Attempting a summary of the Theology, Medicine, and Culture Fellowship feels like attempting a summary of words like “vocation” and “friendship.” What can be said? The TMC Fellowship brought the most healing and stimulating year of my life – a year of discerning vocation, rich learning, and hope. Hopkins said that “Christ plays in ten-thousand places.” If your experiences are similar to mine, medicine often brings too much noise to hear such notes, and too much blindness to see such places. The TMC began to renew my sight and gave me ears to hear. It healed my cynicism but protected against easy optimism. It opened my eyes to both the profoundly difficult and complex within bioethics and theology as well as the beautiful and good within medicine, the church, and culture. The academic quality of the program was only superseded by the depth of friendship, mentorship, and community. Even as I am months away from the fellowship, back in medical school, I’m writing papers with friends I made in the TMC and praying using practices and habits I learned there. I’ve experienced rest in vocational discernment. Ultimately, I now see medicine as a place of wild and demanding hope where Christ, indeed, plays.

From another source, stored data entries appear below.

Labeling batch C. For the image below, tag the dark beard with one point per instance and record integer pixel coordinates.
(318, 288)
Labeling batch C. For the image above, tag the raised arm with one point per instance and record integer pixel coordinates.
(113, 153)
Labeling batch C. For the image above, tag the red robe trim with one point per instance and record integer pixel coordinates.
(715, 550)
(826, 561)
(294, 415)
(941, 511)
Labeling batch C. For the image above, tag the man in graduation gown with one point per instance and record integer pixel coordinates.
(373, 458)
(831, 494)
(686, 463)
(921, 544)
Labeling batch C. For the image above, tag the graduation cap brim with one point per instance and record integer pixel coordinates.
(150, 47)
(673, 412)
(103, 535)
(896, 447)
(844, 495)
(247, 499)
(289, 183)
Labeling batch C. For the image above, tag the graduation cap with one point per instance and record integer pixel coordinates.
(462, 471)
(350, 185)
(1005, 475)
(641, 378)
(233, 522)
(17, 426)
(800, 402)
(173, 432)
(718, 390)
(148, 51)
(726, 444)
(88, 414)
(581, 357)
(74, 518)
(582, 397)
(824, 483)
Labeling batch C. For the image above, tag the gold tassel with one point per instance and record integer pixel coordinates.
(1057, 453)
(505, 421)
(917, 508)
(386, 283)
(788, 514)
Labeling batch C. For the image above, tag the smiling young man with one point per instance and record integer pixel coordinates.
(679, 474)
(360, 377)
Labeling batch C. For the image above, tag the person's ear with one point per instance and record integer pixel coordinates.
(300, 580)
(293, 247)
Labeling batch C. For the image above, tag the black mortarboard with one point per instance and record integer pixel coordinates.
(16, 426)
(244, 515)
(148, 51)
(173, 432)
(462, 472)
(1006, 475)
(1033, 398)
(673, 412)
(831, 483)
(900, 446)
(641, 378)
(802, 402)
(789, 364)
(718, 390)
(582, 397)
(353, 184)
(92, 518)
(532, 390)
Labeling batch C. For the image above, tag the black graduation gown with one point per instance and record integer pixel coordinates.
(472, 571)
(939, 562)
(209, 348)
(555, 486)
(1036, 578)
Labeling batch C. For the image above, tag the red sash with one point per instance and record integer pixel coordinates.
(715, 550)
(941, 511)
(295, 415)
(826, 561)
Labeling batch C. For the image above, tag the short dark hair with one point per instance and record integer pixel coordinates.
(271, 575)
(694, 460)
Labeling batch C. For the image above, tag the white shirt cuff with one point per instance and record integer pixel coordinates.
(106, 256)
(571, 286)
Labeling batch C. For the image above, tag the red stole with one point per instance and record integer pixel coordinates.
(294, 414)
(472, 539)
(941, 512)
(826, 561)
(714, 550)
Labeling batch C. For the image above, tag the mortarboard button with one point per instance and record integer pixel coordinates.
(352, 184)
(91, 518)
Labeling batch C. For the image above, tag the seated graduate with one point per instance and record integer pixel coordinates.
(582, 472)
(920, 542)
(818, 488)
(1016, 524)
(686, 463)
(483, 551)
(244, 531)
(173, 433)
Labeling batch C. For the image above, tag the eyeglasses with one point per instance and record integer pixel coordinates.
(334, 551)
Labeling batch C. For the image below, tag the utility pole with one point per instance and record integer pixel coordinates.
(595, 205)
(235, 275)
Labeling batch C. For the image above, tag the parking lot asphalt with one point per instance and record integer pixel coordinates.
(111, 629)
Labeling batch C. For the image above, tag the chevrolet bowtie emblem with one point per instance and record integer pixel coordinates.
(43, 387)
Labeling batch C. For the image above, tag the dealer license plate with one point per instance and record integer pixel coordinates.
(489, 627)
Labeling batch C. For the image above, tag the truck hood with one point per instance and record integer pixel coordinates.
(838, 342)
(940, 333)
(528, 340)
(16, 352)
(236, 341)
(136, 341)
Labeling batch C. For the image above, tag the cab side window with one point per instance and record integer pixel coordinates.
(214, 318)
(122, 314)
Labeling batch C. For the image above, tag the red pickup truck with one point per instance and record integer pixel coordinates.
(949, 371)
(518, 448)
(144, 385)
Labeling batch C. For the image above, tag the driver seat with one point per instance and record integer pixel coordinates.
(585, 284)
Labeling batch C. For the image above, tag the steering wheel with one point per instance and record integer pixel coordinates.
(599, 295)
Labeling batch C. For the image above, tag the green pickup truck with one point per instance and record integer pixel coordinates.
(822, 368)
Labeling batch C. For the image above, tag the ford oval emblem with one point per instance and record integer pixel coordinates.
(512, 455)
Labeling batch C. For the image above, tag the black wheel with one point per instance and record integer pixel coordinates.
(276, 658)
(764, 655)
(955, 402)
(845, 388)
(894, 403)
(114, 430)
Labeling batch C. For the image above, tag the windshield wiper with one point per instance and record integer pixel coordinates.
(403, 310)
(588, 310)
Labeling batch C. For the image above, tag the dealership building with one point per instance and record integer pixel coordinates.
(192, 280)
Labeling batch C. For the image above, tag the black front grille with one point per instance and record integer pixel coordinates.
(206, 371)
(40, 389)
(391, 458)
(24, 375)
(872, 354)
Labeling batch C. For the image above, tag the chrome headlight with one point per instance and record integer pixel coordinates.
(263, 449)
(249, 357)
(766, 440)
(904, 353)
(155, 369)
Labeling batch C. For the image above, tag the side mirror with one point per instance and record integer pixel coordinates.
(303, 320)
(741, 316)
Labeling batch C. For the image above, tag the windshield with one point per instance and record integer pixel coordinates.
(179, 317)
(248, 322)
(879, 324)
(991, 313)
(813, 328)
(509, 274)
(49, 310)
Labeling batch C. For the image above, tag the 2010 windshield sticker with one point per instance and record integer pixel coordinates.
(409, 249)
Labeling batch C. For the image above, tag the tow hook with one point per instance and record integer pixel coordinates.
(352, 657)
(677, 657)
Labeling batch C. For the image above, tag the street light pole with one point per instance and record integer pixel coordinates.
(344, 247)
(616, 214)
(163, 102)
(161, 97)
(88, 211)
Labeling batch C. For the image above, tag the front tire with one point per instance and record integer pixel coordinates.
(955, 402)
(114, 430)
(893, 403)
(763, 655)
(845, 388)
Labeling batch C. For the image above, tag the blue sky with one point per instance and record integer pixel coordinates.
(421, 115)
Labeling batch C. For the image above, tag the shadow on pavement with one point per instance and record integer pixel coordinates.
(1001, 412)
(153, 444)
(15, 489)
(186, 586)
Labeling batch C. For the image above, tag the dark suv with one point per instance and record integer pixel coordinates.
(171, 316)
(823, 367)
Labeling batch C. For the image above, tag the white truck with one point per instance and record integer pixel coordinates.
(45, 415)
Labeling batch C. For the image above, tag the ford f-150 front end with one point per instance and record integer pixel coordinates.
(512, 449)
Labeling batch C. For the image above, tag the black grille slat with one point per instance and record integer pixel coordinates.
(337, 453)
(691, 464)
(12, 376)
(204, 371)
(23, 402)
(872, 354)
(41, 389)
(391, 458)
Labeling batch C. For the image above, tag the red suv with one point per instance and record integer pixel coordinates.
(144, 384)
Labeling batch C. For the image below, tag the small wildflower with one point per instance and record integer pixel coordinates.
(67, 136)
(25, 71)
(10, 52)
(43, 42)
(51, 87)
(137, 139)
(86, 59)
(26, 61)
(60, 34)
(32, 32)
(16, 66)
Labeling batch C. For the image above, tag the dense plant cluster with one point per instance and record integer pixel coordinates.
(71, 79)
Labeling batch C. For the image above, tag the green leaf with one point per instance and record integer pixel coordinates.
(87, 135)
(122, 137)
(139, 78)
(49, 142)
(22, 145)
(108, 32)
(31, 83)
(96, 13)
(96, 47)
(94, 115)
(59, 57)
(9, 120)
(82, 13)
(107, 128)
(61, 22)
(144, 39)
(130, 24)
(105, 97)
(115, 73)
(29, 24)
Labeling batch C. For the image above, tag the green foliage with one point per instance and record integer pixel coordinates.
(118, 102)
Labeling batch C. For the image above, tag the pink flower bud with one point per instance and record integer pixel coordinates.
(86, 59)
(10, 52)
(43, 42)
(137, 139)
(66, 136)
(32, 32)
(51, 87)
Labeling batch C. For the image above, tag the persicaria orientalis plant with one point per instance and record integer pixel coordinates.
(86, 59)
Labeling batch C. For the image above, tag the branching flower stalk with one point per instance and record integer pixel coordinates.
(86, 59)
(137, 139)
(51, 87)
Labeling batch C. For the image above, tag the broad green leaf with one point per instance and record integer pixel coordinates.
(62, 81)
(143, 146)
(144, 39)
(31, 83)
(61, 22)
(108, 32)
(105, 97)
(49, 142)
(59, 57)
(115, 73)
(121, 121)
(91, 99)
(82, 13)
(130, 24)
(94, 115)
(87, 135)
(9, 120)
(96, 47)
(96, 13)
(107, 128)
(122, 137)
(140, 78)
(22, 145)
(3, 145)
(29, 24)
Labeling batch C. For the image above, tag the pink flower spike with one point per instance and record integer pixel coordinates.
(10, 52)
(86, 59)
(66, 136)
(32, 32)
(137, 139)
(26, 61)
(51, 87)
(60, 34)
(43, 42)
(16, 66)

-John Brewer Eberly, TMC Fellow 2016-17, University of South Carolina School of Medicine, Class of 2018
Combining formal academic study with spiritual formation, mentorship, weekly seminars, church and community-based practicums, and semi-annual retreats, the Fellowship in Theology, Medicine, & Culture equips participants to wisely and faithfully engage their vocations with respect to health and medicine.